Our editor-at-large considers our desire for light and space and the battle to access the green belt.

By Hannah Fenton | 28 March 2017

Our editor-at-large considers our desire for light and space and the battle to access the green belt.

Kevin McCloud on Our desire for light and space and the battle to access the green belt 1

The idea of development remains an anathema to most Brits. We’re a nation of conservationists. We are also, in England, now the most populous country in Europe – with 395 people per square kilometre – and have always struggled to accommodate our population and our conservative, nature-loving instinct on the same island.

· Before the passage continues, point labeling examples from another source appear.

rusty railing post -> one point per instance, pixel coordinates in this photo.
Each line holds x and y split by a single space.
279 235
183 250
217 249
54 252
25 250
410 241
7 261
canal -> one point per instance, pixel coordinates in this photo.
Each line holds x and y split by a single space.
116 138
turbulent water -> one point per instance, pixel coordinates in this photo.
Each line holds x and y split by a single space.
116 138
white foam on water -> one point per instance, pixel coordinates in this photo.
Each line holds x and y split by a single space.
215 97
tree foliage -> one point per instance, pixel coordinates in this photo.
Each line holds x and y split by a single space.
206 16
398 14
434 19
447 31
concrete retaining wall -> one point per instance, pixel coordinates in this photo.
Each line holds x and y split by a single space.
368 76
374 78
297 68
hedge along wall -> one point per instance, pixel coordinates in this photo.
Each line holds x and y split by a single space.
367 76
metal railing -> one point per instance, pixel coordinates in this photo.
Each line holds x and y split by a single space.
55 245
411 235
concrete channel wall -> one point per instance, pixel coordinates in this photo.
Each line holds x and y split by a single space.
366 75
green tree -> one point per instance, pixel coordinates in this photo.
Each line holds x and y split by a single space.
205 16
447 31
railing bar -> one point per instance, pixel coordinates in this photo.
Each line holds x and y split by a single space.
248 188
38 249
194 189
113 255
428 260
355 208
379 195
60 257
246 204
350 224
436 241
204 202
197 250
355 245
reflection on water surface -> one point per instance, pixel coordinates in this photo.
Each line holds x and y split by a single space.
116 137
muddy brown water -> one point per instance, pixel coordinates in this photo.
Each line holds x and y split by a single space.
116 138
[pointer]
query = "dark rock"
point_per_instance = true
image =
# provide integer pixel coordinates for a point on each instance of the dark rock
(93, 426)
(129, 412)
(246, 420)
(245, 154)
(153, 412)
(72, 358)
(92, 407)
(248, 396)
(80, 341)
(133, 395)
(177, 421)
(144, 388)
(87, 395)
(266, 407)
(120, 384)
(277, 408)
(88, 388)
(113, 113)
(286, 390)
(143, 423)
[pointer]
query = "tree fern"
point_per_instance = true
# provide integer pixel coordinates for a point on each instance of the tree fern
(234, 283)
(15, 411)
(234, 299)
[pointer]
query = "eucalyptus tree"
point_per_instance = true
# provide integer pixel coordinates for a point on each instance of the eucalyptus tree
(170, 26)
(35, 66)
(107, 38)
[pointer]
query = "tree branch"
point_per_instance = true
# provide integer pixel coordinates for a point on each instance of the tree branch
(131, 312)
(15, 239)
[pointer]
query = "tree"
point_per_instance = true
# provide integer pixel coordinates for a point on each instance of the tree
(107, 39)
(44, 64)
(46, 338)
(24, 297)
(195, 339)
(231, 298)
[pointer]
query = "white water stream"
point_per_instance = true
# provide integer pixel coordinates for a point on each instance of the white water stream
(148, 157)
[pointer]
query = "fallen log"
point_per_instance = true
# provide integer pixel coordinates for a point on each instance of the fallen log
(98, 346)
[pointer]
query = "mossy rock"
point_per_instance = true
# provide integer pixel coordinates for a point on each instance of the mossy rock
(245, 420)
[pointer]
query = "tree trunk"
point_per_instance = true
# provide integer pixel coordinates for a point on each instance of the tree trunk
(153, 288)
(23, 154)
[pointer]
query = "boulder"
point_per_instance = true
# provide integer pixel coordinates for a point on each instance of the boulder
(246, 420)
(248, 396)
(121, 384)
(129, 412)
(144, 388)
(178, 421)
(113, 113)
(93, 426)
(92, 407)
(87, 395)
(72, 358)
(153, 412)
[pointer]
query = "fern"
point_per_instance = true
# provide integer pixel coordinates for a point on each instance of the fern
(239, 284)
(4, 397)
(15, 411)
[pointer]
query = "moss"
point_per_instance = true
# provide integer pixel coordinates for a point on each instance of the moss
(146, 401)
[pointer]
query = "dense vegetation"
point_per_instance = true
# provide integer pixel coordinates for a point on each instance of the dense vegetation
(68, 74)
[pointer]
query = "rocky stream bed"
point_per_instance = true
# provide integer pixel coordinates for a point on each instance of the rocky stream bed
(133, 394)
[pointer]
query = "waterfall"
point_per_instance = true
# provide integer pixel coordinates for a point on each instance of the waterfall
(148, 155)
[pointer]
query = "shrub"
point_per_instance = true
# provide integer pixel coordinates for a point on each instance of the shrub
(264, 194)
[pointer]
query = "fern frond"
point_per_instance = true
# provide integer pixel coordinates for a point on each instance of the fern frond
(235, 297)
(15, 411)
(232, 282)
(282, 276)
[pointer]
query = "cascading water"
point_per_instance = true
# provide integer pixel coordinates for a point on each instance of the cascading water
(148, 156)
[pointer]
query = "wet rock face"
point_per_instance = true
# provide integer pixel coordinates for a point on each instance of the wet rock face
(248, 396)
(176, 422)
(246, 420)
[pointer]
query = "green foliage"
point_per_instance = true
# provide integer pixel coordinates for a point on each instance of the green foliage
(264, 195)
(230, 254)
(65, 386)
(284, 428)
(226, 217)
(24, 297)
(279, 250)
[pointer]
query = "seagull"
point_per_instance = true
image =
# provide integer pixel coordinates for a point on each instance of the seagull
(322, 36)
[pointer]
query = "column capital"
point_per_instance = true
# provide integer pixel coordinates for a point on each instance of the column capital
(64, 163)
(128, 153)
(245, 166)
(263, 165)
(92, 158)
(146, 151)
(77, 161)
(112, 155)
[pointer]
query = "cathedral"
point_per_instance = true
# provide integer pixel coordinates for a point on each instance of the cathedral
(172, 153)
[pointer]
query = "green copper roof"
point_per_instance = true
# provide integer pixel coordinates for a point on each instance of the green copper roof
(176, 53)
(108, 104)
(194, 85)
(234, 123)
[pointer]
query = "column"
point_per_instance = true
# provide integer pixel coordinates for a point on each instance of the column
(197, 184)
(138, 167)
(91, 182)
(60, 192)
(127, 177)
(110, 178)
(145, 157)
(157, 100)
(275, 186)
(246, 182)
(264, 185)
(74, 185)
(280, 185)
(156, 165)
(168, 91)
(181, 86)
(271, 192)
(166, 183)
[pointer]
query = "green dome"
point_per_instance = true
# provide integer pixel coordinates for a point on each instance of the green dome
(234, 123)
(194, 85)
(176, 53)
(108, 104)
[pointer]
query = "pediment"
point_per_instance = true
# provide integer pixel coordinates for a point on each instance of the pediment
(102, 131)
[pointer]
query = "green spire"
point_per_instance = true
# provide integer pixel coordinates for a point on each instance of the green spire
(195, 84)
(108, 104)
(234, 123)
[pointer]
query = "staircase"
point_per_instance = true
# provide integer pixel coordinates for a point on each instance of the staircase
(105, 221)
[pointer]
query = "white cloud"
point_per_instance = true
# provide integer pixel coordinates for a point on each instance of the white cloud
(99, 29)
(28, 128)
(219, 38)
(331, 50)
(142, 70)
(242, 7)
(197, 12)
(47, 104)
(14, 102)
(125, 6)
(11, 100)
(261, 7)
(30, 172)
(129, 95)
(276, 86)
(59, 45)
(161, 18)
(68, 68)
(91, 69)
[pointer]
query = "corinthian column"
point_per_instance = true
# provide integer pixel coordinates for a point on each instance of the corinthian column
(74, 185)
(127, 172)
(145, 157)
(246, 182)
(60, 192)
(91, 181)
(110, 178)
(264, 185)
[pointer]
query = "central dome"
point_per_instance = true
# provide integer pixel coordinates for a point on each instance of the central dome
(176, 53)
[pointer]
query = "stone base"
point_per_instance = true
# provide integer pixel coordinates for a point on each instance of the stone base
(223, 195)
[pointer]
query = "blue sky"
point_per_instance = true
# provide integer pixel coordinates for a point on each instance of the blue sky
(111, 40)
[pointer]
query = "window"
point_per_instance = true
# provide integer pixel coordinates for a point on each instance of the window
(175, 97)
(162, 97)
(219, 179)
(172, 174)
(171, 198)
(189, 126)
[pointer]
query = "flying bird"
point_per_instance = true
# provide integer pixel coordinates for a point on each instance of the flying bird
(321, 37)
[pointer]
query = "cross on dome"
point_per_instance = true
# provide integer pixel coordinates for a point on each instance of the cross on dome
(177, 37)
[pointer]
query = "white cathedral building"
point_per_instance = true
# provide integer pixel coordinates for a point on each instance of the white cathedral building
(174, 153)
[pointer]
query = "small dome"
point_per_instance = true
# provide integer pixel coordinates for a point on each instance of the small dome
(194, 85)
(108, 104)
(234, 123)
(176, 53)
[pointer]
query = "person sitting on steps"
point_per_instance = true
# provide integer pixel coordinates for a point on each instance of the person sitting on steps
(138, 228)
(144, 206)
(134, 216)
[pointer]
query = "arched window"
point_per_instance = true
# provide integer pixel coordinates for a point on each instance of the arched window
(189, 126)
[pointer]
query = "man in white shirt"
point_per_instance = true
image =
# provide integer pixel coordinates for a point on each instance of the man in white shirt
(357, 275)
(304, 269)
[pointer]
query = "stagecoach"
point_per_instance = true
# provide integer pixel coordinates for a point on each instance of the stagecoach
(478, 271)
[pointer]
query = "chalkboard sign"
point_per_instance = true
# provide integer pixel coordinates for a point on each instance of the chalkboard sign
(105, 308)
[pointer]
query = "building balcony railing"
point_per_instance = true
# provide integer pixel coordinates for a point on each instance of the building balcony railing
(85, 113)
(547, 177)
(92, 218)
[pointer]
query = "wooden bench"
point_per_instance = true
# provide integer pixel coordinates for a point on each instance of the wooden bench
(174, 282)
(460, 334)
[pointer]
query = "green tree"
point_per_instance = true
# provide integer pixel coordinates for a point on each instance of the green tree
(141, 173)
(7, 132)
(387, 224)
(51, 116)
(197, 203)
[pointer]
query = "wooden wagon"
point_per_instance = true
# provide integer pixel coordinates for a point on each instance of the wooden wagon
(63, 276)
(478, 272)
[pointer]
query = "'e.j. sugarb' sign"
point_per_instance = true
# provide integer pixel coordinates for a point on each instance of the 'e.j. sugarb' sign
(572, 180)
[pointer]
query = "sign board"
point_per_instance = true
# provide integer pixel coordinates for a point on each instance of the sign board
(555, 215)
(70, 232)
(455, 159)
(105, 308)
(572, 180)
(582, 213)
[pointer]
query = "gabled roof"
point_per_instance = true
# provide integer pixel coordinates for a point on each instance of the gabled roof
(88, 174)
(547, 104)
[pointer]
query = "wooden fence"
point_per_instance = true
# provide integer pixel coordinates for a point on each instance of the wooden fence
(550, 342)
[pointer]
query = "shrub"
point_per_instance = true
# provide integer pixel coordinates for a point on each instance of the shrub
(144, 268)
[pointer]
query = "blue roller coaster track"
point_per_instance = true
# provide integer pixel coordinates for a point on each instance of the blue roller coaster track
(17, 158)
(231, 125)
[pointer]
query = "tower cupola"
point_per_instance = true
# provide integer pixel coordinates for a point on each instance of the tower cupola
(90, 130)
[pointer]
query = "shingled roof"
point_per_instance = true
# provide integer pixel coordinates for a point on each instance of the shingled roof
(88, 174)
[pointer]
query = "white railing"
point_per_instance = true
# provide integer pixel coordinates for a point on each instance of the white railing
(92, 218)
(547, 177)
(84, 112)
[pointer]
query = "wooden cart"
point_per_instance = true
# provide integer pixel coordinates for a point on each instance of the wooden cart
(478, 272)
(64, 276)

That instinct is expressed in a sentimental attachment to natural beauty, to the poems of Wordsworth, the landscape of the National Trust and the green belts of land that are enshrined in planning law, acting as the restraining rings around the girth of our towns. And it is that instinct that led to the growth of ‘garden cities’ in the early 1900s and is now leading our government to build more garden villages, towns and cities. Exactly the same development as normal, we suspect, but with some more trees.

But what bit of countryside are we aiming to reproduce? The naturalist Simon King gave a talk recently and said every time he looks at English countryside, he can only think of the sterility of the farm land, the paucity of species that live there and the way we employ fossil fuels and their products (diesel, plastics and chemicals) as the principle agents of control in what we mistakenly think of as a natural world. That description somewhat takes the shine off a pretty postcard of rolling fields and sheep.

As the ecologists Dirk Maxeiner and Michael Miersch put it: ‘Plants and animals are conquering the cities simply because the country is becoming an evermore inhospitable place for them. The vast agricultural landscapes of central Europe no longer provide them with space to live. The main problem is over-fertilised soils, only suitable for plants that can cope with high concentrations of nitrogen. One example of this is the dandelion, which has become the dominant flower in many areas. However, diversity – and this is the fundamental rule of ecology – only develops through scarcity. Farming is very different from how it used to be a hundred years ago. While biodiversity in settled areas is on the rise, it is diminishing in agricultural areas.’

And access for humans can be as scarce as it is for squirrels and lady’s smock. We feel we should enjoy the right to roam but, in truth, this is only possible in wildernesses – the national parks and mountains where someone’s livelihood is not dependent on a maximum acreage of crop being gathered in. In truth, the battle for ownership and control of the green belts was won a long time ago by agricultural businesses. We can look at it out of our car window as we drive past, which is about as much as is worth doing because the view is no less sterile than the experience of walking through it. And in health terms, possibly a lot safer.